3. SnpEff/Variant Annotation (Optional)
This step annotates the called variants and predicts their effects using SnpEff. This step is only performed if a genome assembly is specified for annotation.
- Additional configurable options:
- vardig_dbsnp: (Optional) A dbSNP VCF file for annotation.
- vardig_dbsnp_tbi: (Optional) The corresponding .tbi index file for the dbSNP VCF.
- vardig_ncpu: Number of CPU cores to use for annotation.
- vardig_ramGB: Memory allocation for annotation.
- vardig_disk: Disk space allocation for annotation.
- vardig_docker: Docker image to use for annotation.
Workflow Outputs
- Aligned BAM file: The aligned reads in BAM format.
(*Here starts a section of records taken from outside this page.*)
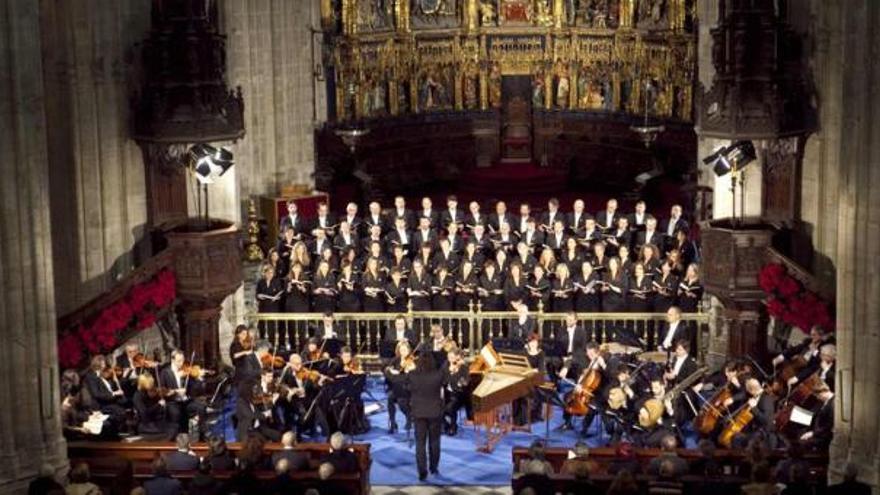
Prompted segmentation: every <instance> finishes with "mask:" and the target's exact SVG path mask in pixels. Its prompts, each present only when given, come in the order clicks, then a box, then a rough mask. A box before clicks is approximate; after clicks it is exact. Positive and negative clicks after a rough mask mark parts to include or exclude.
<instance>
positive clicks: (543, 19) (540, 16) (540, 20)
mask: <svg viewBox="0 0 880 495" xmlns="http://www.w3.org/2000/svg"><path fill="white" fill-rule="evenodd" d="M549 2H550V0H537V2H536V6H537V10H536V12H535V24H536V25H538V26H542V27H550V26H552V25H553V16H552V15H550V4H549Z"/></svg>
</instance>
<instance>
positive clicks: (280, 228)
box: [278, 199, 305, 237]
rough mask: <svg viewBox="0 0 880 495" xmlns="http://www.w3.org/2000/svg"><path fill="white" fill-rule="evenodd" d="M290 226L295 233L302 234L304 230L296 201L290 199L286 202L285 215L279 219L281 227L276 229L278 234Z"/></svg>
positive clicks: (303, 224) (287, 228)
mask: <svg viewBox="0 0 880 495" xmlns="http://www.w3.org/2000/svg"><path fill="white" fill-rule="evenodd" d="M290 227H292V228H293V231H294V232H296V233H297V234H302V233H303V231H304V230H305V224H304V223H303V219H302V215H300V214H299V212H297V206H296V202H295V201H294V200H292V199H291V200H290V201H288V202H287V216H286V217H284V218H282V219H281V228H279V229H278V236H279V237H280V236H282V235H283V234H284V231H285V230H287V229H288V228H290Z"/></svg>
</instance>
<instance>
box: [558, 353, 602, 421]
mask: <svg viewBox="0 0 880 495" xmlns="http://www.w3.org/2000/svg"><path fill="white" fill-rule="evenodd" d="M573 361H574V360H573ZM581 362H583V363H584V364H583V365H582V366H580V367H578V368H577V369H579V370H580V372H579V374H577V375H576V374H574V373H571V372H570V371H569V369H568V368H566V367H563V368H562V369H561V370H560V371H559V376H560V378H563V379H565V378H567V377H568V376H569V375H571V376H577V380H576V381H574V384H575V385H574V390H572V391H571V392H570V393H569V394H568V395H567V396H566V399H565V402H566V403H569V402H570V400H571V398H572V395H575V394H580V393H581V391H582V387H583V384H584V379H585V378H586V376H587V374H589V373H590V372H591V371H596V372H598V373H599V376H600V383H606V384H607V383H608V379H607V376H606V371H607V369H608V363H607V362H605V358H604V357H602V354H601V353H600V352H599V344H597V343H595V342H589V343H588V344H587V345H586V350H585V358H584V359H582V360H581ZM591 393H592V396H590V397H589V398H588V407H587V412H586V414H585V415H584V421H583V423H582V425H581V436H587V431H588V430H589V428H590V425H591V424H592V423H593V418H595V416H596V407H595V403H601V399H602V396H603V395H602V391H600V390H595V391H592V392H591ZM590 406H594V407H590ZM562 420H563V424H562V426H560V429H562V430H571V429H574V425H572V422H571V420H572V414H571V412H569V410H568V408H566V409H565V410H564V411H563V414H562Z"/></svg>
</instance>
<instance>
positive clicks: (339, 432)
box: [330, 431, 348, 450]
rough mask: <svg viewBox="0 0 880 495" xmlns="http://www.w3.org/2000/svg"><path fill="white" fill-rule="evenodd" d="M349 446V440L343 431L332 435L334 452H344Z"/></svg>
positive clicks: (335, 432) (339, 431) (338, 431)
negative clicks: (345, 446)
mask: <svg viewBox="0 0 880 495" xmlns="http://www.w3.org/2000/svg"><path fill="white" fill-rule="evenodd" d="M347 444H348V440H347V439H346V438H345V434H344V433H342V432H341V431H337V432H335V433H333V434H332V435H330V448H331V449H333V450H342V449H344V448H345V446H346V445H347Z"/></svg>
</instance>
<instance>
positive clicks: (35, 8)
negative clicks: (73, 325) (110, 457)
mask: <svg viewBox="0 0 880 495" xmlns="http://www.w3.org/2000/svg"><path fill="white" fill-rule="evenodd" d="M41 48H42V45H41V40H40V18H39V4H38V3H37V2H34V1H32V0H2V1H0V94H2V95H4V97H3V98H0V177H2V180H0V198H2V203H0V210H2V214H0V266H2V268H0V321H3V322H4V325H2V326H0V339H2V342H3V343H4V344H3V345H2V346H0V374H2V376H3V380H2V381H0V403H2V404H3V407H0V445H2V446H3V448H2V450H0V493H12V492H16V491H20V490H22V489H23V487H24V486H25V485H26V483H27V482H28V481H29V480H28V479H27V478H29V477H32V476H34V475H35V474H36V473H37V470H38V469H39V467H40V465H41V464H42V463H44V462H49V463H51V464H53V465H54V466H56V467H58V468H61V467H63V466H64V465H65V464H66V456H65V444H64V440H63V438H62V436H61V422H60V417H59V403H60V393H59V387H58V376H59V373H58V364H57V363H58V359H57V351H56V342H55V333H56V324H55V321H56V316H55V293H54V287H53V278H52V239H51V232H50V227H51V222H50V221H49V167H48V153H47V146H46V140H47V138H46V127H47V122H46V118H45V102H44V95H43V67H42V57H41Z"/></svg>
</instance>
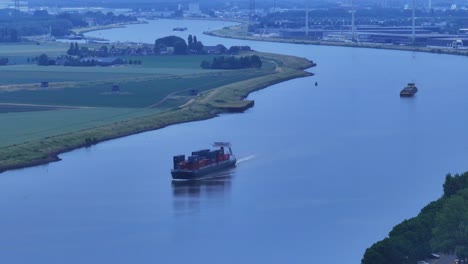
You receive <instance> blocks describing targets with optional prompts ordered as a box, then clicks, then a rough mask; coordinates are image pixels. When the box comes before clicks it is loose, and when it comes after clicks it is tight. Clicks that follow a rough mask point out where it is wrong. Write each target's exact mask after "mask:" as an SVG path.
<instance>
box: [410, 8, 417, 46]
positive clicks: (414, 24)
mask: <svg viewBox="0 0 468 264" xmlns="http://www.w3.org/2000/svg"><path fill="white" fill-rule="evenodd" d="M415 10H416V1H415V0H413V26H412V28H411V38H412V40H413V45H415V43H416V32H415V31H416V30H415Z"/></svg>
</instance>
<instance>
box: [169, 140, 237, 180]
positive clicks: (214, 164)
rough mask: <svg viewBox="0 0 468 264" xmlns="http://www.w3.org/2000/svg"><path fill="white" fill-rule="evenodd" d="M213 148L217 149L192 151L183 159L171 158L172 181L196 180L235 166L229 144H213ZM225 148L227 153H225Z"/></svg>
mask: <svg viewBox="0 0 468 264" xmlns="http://www.w3.org/2000/svg"><path fill="white" fill-rule="evenodd" d="M213 146H214V147H218V148H219V149H216V150H210V149H203V150H199V151H193V152H192V155H191V156H189V157H188V158H187V159H185V155H177V156H174V157H173V165H174V168H173V169H172V170H171V174H172V178H173V179H174V180H196V179H199V178H202V177H203V176H205V175H208V174H211V173H213V172H217V171H220V170H224V169H227V168H231V167H234V166H236V162H237V160H236V157H235V156H234V155H233V154H232V150H231V144H230V143H228V142H215V143H214V144H213ZM225 148H227V149H228V153H225Z"/></svg>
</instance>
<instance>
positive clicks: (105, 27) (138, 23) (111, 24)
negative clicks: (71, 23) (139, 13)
mask: <svg viewBox="0 0 468 264" xmlns="http://www.w3.org/2000/svg"><path fill="white" fill-rule="evenodd" d="M147 23H148V22H146V21H145V20H138V21H131V22H122V23H115V24H109V25H104V26H94V27H83V28H73V29H72V31H73V32H75V33H76V34H79V35H80V34H84V33H89V32H93V31H99V30H104V29H113V28H124V27H126V26H128V25H137V24H147Z"/></svg>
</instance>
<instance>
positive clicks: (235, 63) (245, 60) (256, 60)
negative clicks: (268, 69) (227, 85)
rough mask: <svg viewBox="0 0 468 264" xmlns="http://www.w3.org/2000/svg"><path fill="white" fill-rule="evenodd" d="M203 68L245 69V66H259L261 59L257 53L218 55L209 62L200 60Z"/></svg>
mask: <svg viewBox="0 0 468 264" xmlns="http://www.w3.org/2000/svg"><path fill="white" fill-rule="evenodd" d="M200 66H201V67H202V68H203V69H223V70H234V69H245V68H261V67H262V60H261V59H260V57H259V56H257V55H252V56H241V57H235V56H229V57H226V56H219V57H214V58H213V60H212V61H211V62H209V61H205V60H204V61H202V62H201V65H200Z"/></svg>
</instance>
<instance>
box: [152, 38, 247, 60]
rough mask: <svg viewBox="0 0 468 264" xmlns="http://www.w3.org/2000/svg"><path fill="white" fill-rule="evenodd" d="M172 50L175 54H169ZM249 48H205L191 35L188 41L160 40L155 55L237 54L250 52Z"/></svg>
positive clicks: (218, 47)
mask: <svg viewBox="0 0 468 264" xmlns="http://www.w3.org/2000/svg"><path fill="white" fill-rule="evenodd" d="M169 49H172V50H173V52H172V53H169V52H168V50H169ZM249 50H250V47H249V46H232V47H230V48H229V49H228V48H226V47H225V46H224V45H222V44H218V45H216V46H204V45H203V43H202V42H201V41H200V40H198V39H197V36H195V35H194V36H192V35H189V36H188V38H187V41H185V40H184V39H183V38H181V37H177V36H167V37H163V38H158V39H156V41H155V42H154V53H155V54H174V55H186V54H237V53H239V51H249Z"/></svg>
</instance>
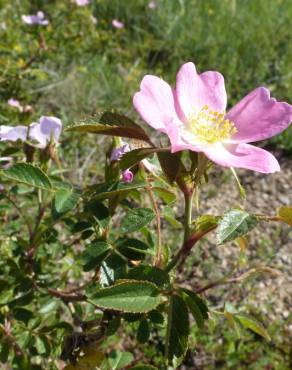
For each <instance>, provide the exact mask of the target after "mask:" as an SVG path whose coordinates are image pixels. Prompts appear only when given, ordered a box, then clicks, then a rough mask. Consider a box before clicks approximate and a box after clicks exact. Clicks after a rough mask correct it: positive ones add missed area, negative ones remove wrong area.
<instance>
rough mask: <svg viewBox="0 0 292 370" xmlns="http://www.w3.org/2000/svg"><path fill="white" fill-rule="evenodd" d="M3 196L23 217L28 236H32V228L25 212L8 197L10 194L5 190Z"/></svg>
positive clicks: (3, 193)
mask: <svg viewBox="0 0 292 370" xmlns="http://www.w3.org/2000/svg"><path fill="white" fill-rule="evenodd" d="M3 195H4V197H5V198H6V199H7V200H8V201H9V202H10V203H11V204H12V205H13V206H14V208H15V209H16V210H17V212H18V213H19V214H20V216H21V217H22V218H23V220H24V222H25V224H26V226H27V229H28V233H29V236H30V237H31V236H32V233H33V231H32V228H31V225H30V222H29V220H28V219H27V218H26V216H25V214H24V213H23V212H22V210H21V208H20V207H18V205H17V204H16V203H15V202H14V200H13V199H11V198H10V196H9V195H8V194H6V193H5V192H4V193H3Z"/></svg>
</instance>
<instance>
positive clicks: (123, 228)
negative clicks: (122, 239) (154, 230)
mask: <svg viewBox="0 0 292 370" xmlns="http://www.w3.org/2000/svg"><path fill="white" fill-rule="evenodd" d="M154 217H155V213H154V211H152V209H150V208H135V209H131V210H129V211H128V213H127V214H126V216H125V217H124V219H123V220H122V222H121V226H120V230H121V232H122V233H132V232H134V231H137V230H139V229H141V228H142V227H143V226H145V225H147V224H149V222H151V221H152V220H153V219H154Z"/></svg>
- Aligned BAM index file: The index file for the aligned BAM.
- Alignment report: A report summarizing the alignment results.
- Variant calling output: A compressed archive containing the variant calling results.
- Annotated VCF file: (Optional) The VCF file with annotations, if enabled.
- Filtered VCF files: (Optional) VCF files filtered for variants not in dbSNP and variants with low allele frequency, if enabled.
- VCF statistics and plots: (Optional) Summary statistics and plots of the called variants, if enabled.